Трагедия в Воркуте — сюжет для Солженицына, но не для российского ТВ
Почему гибель шахтеров в Воркуте не стала общенациональным ЧП для России, размышляет Олег Кашин на портале DW.
Воркута — в отличие от многих других маленьких промышленных городов, этот топоним в России общеизвестен. Воркуту знают все, но это не столько география, сколько история. Воркута — один из самых узнаваемых гулаговских "брендов". Далекий север, вечная зима и экстремальная угледобыча, несущая, скорее всего, не столько хозяйственный, сколько пенитенциарный смысл. Собственно, так и должна выглядеть настоящая каторга — далеко на севере, под землей, в нечеловеческих условиях и неизвестно зачем.
Страшный сюжет не из нашего времени
Воркута — одно из многих мест действия "Архипелага Гулага", и легко можно представить себе главу книги Солженицына с вот таким сюжетом: взрыв метана на воркутинской шахте, четверо погибших и еще 26 человек пропали без вести, три дня спасательной операции, новый взрыв и совещание в угольном тресте, на котором лагерные начальники решают, что если шансов найти шахтеров живыми немного, то давайте считать их погибшими, давайте затопим шахту.
Для истории бесчеловечной системы, ни во что не ставящей человеческую жизнь, это очень подходящий сюжет, и Солженицыну бы он, конечно, пригодился. Солженицын бы вспомнил, как в аналогичной ситуации пятью годами ранее шахтеров спасали (и спасли!) в Чили, а спустя несколько лет министр Мединский, разбирая этот пример, сказал бы, что очень жаль, что свои знания о той эпохе мы черпаем из художественных книг.
Я сейчас, может быть, злоупотребляю сослагательным наклонением, но трагедия на шахте "Северная" действительно больше подходит 1946 году, чем 2016-му.
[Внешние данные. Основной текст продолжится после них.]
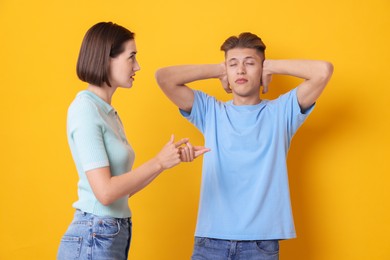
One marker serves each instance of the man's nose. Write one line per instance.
(241, 69)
Как выглядит Россия-2016, мы знаем неплохо, СМИ дают подробную картину нашей жизни, в которую укладываются и та женщина у метро с отрезанной детской головой, и торт в Михаила Касьянова, и российские самолеты над Сирией, и снесенные в Москве магазины — в общем, все, что средний россиянин видит на экране своего смартфона.
А Воркуты и погибших (или формально признанных погибшими) шахтеров на этом экране нет, они куда-то отступают — их нет на первых полосах газет, их нет в начале телевизионных новостных сводок, их нет в топе запросов в поисковиках по новостям.
Виновных нет и не будет
Не стоит искать здесь какой-то заговор молчания или вообще заговор. Перед нами тот случай, когда даже можно поверить, что из администрации президента никто в новостные агентства и на телевидение не звонил и не просил поменьше говорить о воркутинских горняках. Новости такого рода не попадают в топ просто потому, что они там никому не нужны — ни власти, ни обществу, ни посредникам между властью и обществом, то есть журналистам.
В трагедии на шахте не получится обвинить актуальных иностранных врагов ("недругов из-за бугра", как любит говорить Владимир Путин), ни внутреннюю "пятую колонну", ни экстремистов, ни террористов. Эта трагедия не годится для того, чтобы по ее итогам развязать большую пропагандистскую кампанию, принять новый закон или пакет законов, и даже возбудить уголовное дело, посадив в тюрьму какого-нибудь инженера по технике безопасности (в конце концов, это не аэропорт "Домодедово", это всего лишь воркутинская шахта).
Уже объявлено, что авария в Воркуте "носит природный характер и является горногеологическим событием", то есть в случившемся не виноват никто. А если никто не виноват, то не о чем и говорить — законы медийного горя, существующие сейчас в России, таковы, что просто жалеть погибших уже не получается, обязательно надо сжимать кулаки и кого-нибудь проклинать, без этого и горе не горе, а так — скучная новость, достойная только полуминутного сюжета в конце программы "Время".
Россия. Гулаг. Год 2016-й
Однако формулировка "горногеологическое событие" отвечает только на один вопрос: почему взорвался метан? Но это — далеко не самый важный вопрос из всех, касающихся воркутинской трагедии. То, что в 2016 году в России продолжается эксплуатация гулаговской инфраструктуры, созданной на крайнем Севере для каторжного труда, а не для рыночной экономики — это совсем не горногеологическое, а вполне социальное и даже политическое явление.
В двадцать первом веке в России в тех краях, где вообще, по-хорошему, никто не должен жить, каждый день под промерзшую землю спускаются за углем граждане России, той самой великой страны, которую показывают по телевизору. И это настолько невыносимое знание, что любой здоровый человек, наверное, действительно захочет его избежать и не станет следить за новостями из Воркуты — уж лучше Сирия, уж лучше Украина.